Resolutions what to Do
They decided that accountability and autonomy were needed as low in the organization as possible and as high as necessary. That aligned more with their desired Create (Adhocracy) and Compete (Market) culture types with an external orientation.
They decided to give their location managers more space as of now, emphasizing their qualities of being entrepreneurial and accountable. The division’s managing team decided to stop micromanaging and to role-model “professional empowerment.” They realized that they needed the courage to do this. The courage to let go… And they felt a little scared, just like the CEO.
They agreed to these things:
- Daily ask yourself and others (and when taking decisions): Are we doing the right things?

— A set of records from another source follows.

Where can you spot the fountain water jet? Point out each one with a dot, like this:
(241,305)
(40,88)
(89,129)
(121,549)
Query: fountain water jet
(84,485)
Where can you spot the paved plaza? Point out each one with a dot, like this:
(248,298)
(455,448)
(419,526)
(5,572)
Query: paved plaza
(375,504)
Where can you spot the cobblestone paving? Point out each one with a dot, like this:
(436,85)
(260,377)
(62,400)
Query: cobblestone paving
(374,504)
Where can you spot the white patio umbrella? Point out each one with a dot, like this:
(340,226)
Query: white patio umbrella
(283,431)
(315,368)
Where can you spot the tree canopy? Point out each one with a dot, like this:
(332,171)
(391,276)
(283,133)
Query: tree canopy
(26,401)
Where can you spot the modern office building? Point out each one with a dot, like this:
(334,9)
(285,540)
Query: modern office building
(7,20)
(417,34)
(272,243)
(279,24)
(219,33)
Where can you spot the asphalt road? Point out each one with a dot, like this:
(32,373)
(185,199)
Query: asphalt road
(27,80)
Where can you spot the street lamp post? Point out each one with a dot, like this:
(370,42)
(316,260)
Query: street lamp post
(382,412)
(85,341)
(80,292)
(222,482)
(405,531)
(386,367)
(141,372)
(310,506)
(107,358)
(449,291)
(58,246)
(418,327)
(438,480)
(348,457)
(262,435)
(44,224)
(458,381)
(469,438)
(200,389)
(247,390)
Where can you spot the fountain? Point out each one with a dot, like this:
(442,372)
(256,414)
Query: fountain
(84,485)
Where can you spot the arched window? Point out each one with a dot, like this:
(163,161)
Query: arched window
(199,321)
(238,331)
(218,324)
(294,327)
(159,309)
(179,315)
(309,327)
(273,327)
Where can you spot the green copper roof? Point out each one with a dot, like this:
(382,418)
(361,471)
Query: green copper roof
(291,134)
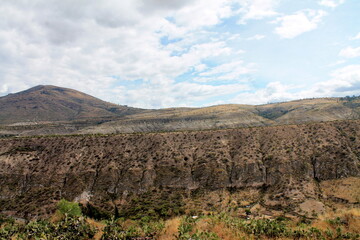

- Respect and reward the location manager’s position as intended: a fully autonomous professional.
- Stop executing detailed prescriptions, reconsider what we could let go. What is the worst thing that can happen? Is that acceptable?
- Preserve a bottom line of procedures and quality standards that are non-negotiable but try to let go of non-essentials. We’ll make a list of essential procedures.
- Allow our staff to deliver numbers over the last two weeks of each month (instead of the 15th sharp)
- Reconsider the decisions and documents that need our signature. All other things will not be signed by us anymore. We’ll explain this to our people once we have the list.
- Be honest in meetings with employees, saying things like: “I don’t know” to role-model learning behaviors, giving others permission to learn too.
This case shows the effects of the dark side of Control (Hierarchy) culture and a too-tightly controlling CEO. They had a typical focus on “Doing things the Right way” instead of “Doing the Right Things.” It felt shocking for them even to consider taking ownership - What can I do myself? This is an empowering question, but more typical for the opposite Create (Adhocracy) and Compete (Market) culture types. The management team gained many insights, like this common one: We tend to talk - instead of doing something about it. They went back to MM, supporting each other to be courageous and more autonomous. They are still in the process of changing the organization, one step at a time.
Questions for you - please be courageous and share some answers in the comments below:
- How do you role-model current behaviors?
- How are you currently part of the culture...?
- Is there anything you would dare to do without a proper signature?
- Do you dare to make a visible but useful exception to a rule?
- Do you dare to say No to the CEO?
- As a professional, do you feel accountable for your results?
- Do you feel comfortable - knowing that everything is controlled by the CEO? Is it reassuring, in a way?